Dimensions: height 375 mm, width 292 mm

Copyright: Rijks Museum: Open Domain

Curator: Looking at this engraving, "Portret van Nicolas Feuillet," etched between 1666 and 1707, there's a clear attempt to capture the essence of a cleric, the textures expertly rendered through graphite. Editor: It strikes me immediately as being very self-possessed, almost imposing. The figure gazes out with a slight frown, enveloped by rich layers of symbolism both visible and implied. Curator: Absolutely. Notice the baroque framing device—the oval cartouche embedded with text, resting upon a carved plinth. It elevates Feuillet, framing him within societal expectations and religious narratives of the era. As a print, we can understand its existence and proliferation as a signal to baroque social networks. Editor: And that gaze draws one to the face, but it's the symbolic weight of the scroll he holds which grounds him within a clerical tradition of text and scripture. Its contents must be carefully studied, in the same way that the layers of the clerical garb both mark and constrain his figure. Curator: It is precisely this relationship between individuality and constraint, performance and social expectation, that I find so fascinating. Feuillet's confident expression, his posture, communicate power. But there’s tension.

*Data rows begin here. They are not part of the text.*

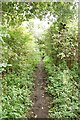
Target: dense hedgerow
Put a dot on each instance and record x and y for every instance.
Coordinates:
(63, 89)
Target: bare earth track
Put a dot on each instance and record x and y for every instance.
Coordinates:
(40, 98)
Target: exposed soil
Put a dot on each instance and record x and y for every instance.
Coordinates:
(40, 98)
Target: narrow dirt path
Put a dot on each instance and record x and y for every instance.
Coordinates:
(40, 98)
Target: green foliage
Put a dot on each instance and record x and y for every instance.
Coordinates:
(62, 44)
(16, 95)
(63, 89)
(20, 56)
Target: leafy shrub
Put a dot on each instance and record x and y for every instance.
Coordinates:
(63, 89)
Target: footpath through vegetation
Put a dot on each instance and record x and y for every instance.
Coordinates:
(31, 87)
(39, 97)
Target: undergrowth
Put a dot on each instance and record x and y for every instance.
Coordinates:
(16, 92)
(63, 89)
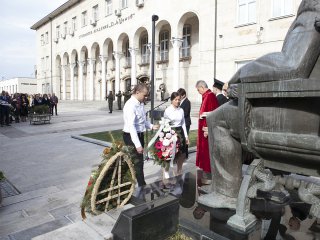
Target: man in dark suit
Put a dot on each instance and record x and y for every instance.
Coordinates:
(186, 106)
(217, 90)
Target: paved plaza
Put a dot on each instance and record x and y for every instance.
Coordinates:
(49, 170)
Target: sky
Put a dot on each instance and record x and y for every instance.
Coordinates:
(17, 40)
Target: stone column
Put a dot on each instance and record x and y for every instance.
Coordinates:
(91, 63)
(176, 42)
(103, 76)
(72, 66)
(80, 84)
(64, 82)
(133, 66)
(117, 57)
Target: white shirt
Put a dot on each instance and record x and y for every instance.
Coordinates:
(135, 120)
(176, 117)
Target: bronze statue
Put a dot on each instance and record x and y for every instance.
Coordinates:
(275, 116)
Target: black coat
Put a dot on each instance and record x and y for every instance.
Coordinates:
(186, 106)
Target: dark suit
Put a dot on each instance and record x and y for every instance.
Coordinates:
(221, 99)
(186, 106)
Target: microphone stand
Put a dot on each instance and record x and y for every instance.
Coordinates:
(150, 111)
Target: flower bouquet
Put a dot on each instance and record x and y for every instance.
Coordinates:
(164, 145)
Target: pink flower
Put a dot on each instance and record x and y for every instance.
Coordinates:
(168, 135)
(158, 145)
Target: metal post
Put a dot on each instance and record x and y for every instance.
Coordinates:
(154, 19)
(215, 39)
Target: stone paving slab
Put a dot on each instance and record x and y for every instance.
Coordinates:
(25, 223)
(102, 224)
(40, 229)
(29, 195)
(76, 231)
(7, 189)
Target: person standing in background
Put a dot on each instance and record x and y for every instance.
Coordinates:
(185, 104)
(209, 103)
(135, 124)
(217, 90)
(54, 103)
(119, 96)
(110, 98)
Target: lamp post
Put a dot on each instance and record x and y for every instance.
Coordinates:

Who was he outside these representations, and who had the privilege to even see beyond? Editor: Agreed. And yet, the print operates as more than merely documentation. This engraving transcends likeness to function as an echo of ideals and the values assigned to religious men during that epoch. The details become representative. Curator: In some ways the portrait almost becomes less about Nicolas Feuillet himself, and more a comment on power and legacy, doesn't it? Editor: Precisely, so. The work embodies the interplay between individuality and its public perception. Thank you for enriching my reading. Curator: Thank you for elucidating its subtle complexities with symbolic reading.